Shareholder Activism, Hostile M&A, and Related Issues for the 2021 Proxy Season

It’s proxy season, and for most companies, the time for annual meetings is just around the bend. Publicly traded companies are coming off a tumultuous year. The link between corporation and community has never been more at the forefront — from COVID-19 to racial justice to worker treatment. And businesses are facing activist pressure. How should they navigate this complex environment?

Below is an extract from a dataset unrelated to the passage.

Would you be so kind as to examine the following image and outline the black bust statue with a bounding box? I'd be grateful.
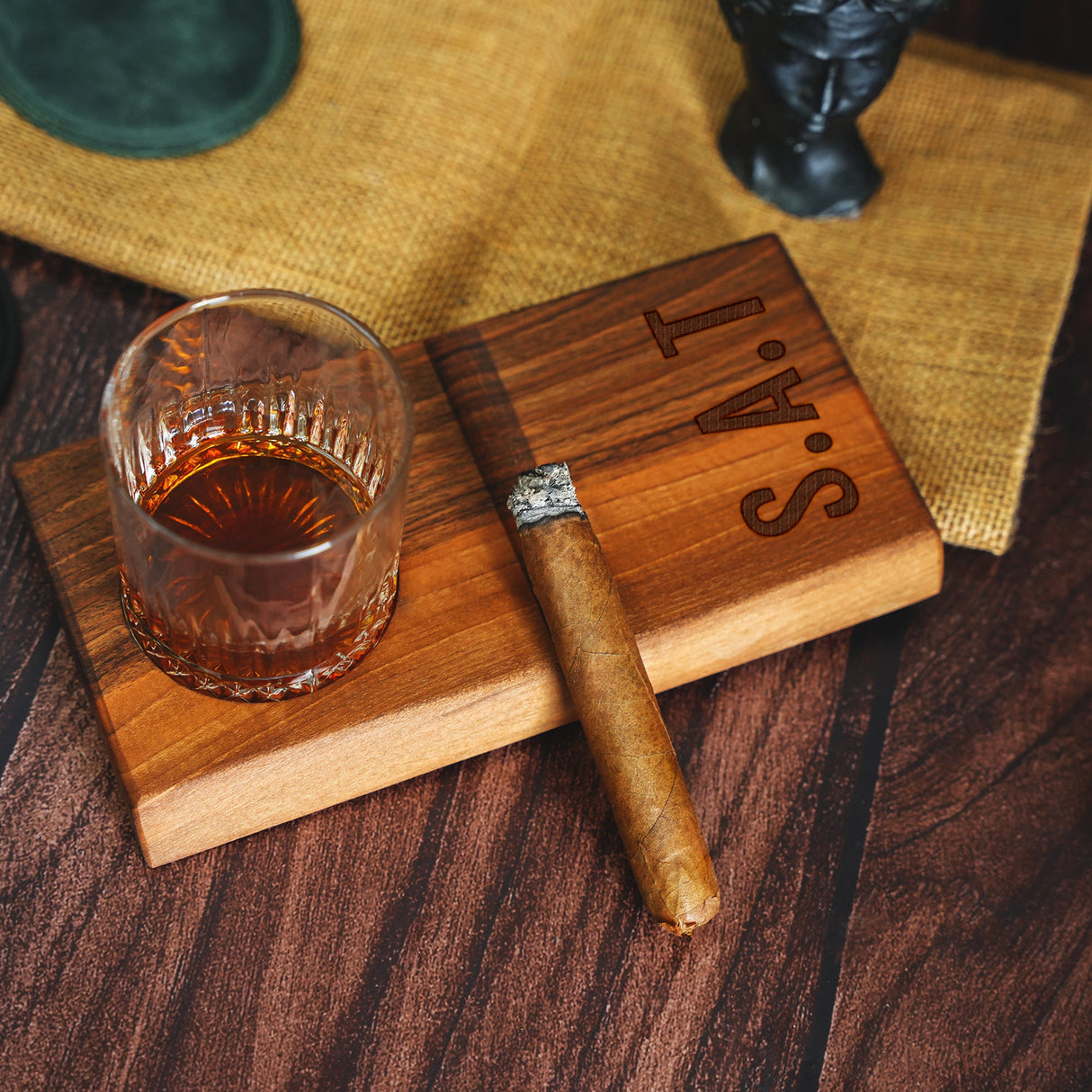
[720,0,949,218]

Our latest episode of The Sidley Podcast addresses the interplay between shareholder activism and hostile M&A, including as to how ESG may impact activism. It also offers practical advice on what you can do as you prepare for a potential attack by an activist or hostile bidders. Join host and Sidley partner, Sam Gandhi, as he speaks with three of the firm’s thought leaders on proxy season — Beth BergKai Liekefett, and Derek Zaba.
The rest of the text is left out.